I know some people who did get in to Oxford and totally flunked every exam. One left and became a landscape gardener and he was very very successful.

Others left Oxford and made nothing of themselves.

moonbells · 27/07/2012 10:30

Much as I hate prolonging a zombie thread, the OP sounds like my mother. When I got the phonecall to say I'd not got through the exam, mum took it (I was out) and when they picked me up, I was greeted by "And I thought you were clever - obviously you're not! How could the schools lie to us?" Shock

It took years to get an apology for this astonishingly cutting outburst, and even more to regain my lost self-confidence. It wasn't the failure to get in that did it, it was entirely my mother's remarks. I now have three physics degrees and work as a senior researcher. There was a lot of humble pie eating around the time of my PhD...

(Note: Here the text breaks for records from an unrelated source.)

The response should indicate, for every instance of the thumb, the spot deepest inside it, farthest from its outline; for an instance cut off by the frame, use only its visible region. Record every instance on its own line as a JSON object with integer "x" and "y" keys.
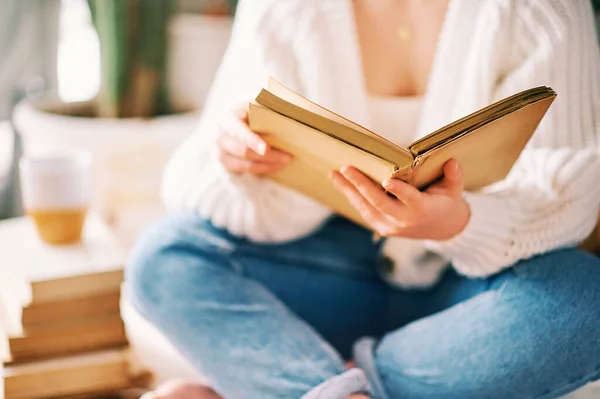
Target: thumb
{"x": 453, "y": 178}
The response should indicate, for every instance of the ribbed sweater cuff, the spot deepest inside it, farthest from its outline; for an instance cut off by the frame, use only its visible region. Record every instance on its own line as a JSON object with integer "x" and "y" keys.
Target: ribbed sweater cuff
{"x": 483, "y": 247}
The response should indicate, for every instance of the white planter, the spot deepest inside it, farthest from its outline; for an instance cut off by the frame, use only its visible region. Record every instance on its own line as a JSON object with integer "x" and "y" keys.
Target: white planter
{"x": 129, "y": 155}
{"x": 197, "y": 45}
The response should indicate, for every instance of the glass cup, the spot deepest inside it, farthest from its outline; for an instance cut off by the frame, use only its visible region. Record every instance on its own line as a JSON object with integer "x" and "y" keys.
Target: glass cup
{"x": 56, "y": 191}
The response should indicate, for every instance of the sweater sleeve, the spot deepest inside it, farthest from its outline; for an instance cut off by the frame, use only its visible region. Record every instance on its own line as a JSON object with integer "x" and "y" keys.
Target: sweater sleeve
{"x": 194, "y": 180}
{"x": 552, "y": 196}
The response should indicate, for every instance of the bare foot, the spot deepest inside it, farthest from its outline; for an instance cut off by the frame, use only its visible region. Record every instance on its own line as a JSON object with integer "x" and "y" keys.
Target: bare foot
{"x": 177, "y": 389}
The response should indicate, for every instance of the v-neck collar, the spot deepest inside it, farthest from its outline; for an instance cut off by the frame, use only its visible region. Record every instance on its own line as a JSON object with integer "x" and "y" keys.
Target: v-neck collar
{"x": 444, "y": 66}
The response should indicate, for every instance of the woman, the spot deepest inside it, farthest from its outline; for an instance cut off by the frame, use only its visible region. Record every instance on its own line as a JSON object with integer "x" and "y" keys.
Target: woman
{"x": 266, "y": 293}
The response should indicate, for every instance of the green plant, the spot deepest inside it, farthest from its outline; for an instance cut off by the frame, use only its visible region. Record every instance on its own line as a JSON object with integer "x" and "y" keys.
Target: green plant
{"x": 210, "y": 7}
{"x": 133, "y": 53}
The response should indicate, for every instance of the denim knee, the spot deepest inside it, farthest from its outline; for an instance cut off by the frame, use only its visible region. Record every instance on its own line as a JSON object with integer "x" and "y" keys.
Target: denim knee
{"x": 535, "y": 335}
{"x": 158, "y": 268}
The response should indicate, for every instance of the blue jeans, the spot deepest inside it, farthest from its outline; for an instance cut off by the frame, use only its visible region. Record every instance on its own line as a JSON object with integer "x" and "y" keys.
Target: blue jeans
{"x": 275, "y": 320}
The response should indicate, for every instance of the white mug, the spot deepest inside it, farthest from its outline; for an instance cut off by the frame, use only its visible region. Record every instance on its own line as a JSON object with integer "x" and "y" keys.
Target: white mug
{"x": 56, "y": 192}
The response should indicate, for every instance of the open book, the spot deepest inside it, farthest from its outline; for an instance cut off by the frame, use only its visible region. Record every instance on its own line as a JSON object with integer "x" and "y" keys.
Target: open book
{"x": 486, "y": 143}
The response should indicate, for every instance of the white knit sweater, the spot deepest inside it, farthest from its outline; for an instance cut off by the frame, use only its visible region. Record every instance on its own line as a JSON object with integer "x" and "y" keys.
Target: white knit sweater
{"x": 487, "y": 50}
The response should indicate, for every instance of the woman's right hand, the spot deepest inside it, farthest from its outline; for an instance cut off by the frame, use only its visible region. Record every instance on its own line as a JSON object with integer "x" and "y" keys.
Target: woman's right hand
{"x": 245, "y": 152}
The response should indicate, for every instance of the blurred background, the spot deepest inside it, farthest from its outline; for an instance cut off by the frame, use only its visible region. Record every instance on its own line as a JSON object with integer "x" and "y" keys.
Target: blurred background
{"x": 126, "y": 81}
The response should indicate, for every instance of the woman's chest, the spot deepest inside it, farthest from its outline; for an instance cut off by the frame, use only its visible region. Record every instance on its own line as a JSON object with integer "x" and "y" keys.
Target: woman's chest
{"x": 398, "y": 42}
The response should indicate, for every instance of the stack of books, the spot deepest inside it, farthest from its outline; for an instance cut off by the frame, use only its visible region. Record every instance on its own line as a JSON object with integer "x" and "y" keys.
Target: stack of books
{"x": 71, "y": 339}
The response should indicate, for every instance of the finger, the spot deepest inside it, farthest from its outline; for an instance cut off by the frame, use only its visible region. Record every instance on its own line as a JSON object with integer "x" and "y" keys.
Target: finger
{"x": 239, "y": 165}
{"x": 242, "y": 112}
{"x": 372, "y": 216}
{"x": 372, "y": 192}
{"x": 238, "y": 129}
{"x": 240, "y": 150}
{"x": 406, "y": 193}
{"x": 453, "y": 178}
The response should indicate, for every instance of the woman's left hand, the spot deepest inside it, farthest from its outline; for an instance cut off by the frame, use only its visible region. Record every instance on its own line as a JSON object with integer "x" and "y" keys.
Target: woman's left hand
{"x": 438, "y": 213}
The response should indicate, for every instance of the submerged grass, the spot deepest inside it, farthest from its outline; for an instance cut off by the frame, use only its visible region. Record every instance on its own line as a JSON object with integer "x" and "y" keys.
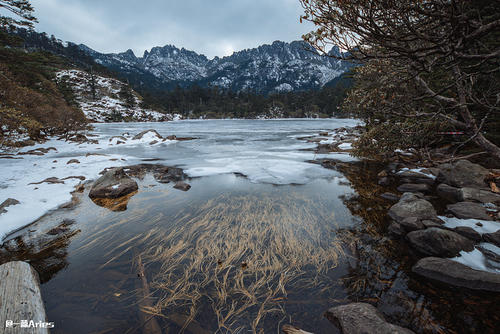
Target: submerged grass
{"x": 238, "y": 257}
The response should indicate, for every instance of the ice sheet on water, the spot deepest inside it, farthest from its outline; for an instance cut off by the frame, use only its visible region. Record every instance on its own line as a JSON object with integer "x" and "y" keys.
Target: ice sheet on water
{"x": 265, "y": 151}
{"x": 475, "y": 260}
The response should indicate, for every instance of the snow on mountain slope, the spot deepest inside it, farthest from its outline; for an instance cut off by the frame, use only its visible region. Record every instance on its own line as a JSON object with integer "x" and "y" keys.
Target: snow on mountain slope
{"x": 266, "y": 69}
{"x": 109, "y": 100}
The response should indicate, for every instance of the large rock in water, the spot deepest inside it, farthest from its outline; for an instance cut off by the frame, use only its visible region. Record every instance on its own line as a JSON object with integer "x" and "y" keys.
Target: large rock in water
{"x": 468, "y": 210}
{"x": 411, "y": 205}
{"x": 453, "y": 194}
{"x": 494, "y": 238}
{"x": 113, "y": 184}
{"x": 439, "y": 242}
{"x": 452, "y": 272}
{"x": 414, "y": 188}
{"x": 479, "y": 195}
{"x": 8, "y": 202}
{"x": 362, "y": 318}
{"x": 463, "y": 173}
{"x": 150, "y": 134}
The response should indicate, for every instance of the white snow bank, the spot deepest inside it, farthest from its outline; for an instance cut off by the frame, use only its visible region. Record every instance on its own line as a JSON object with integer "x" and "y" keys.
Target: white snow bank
{"x": 417, "y": 170}
{"x": 345, "y": 146}
{"x": 476, "y": 259}
{"x": 37, "y": 199}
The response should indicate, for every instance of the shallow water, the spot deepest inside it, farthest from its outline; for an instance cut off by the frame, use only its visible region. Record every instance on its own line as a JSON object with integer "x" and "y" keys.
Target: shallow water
{"x": 279, "y": 245}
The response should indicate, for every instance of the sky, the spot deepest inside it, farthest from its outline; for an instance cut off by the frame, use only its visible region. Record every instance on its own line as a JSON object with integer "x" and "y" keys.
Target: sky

(In hindsight, not surprised I didn't get in. I had one lesson a week for 6 weeks for three subjects in my little, not very good comprehensive. When I got to my second-choice (wonderful, glad I went there) RG uni, I found loads of fellow rejects, most grammar school and public school, who had been coached for months and months in much greater detail than me - and who still failed.)

peaksandtroughs · 27/07/2012 12:35

The responses on these threads about comprehensive students are always very odd.

It is like racism threads where people keep claiming that if black people simply stopped going on about racism, the problem would just go away.

Every time somebody claims there isn't any issue with many bright children from comprehensive schools fitting in at certain universities, it makes me more certain that my children shouldn't apply to such universities because my child will be seen as the problem (or not seen at all) rather than the culture of our universities.

We will never resolve a problem that we refuse to believe exists.

mirry2 · 27/07/2012 15:58

Sorry but I can't agree with you. It's nothing like racism
Why should you child be seen as a problem?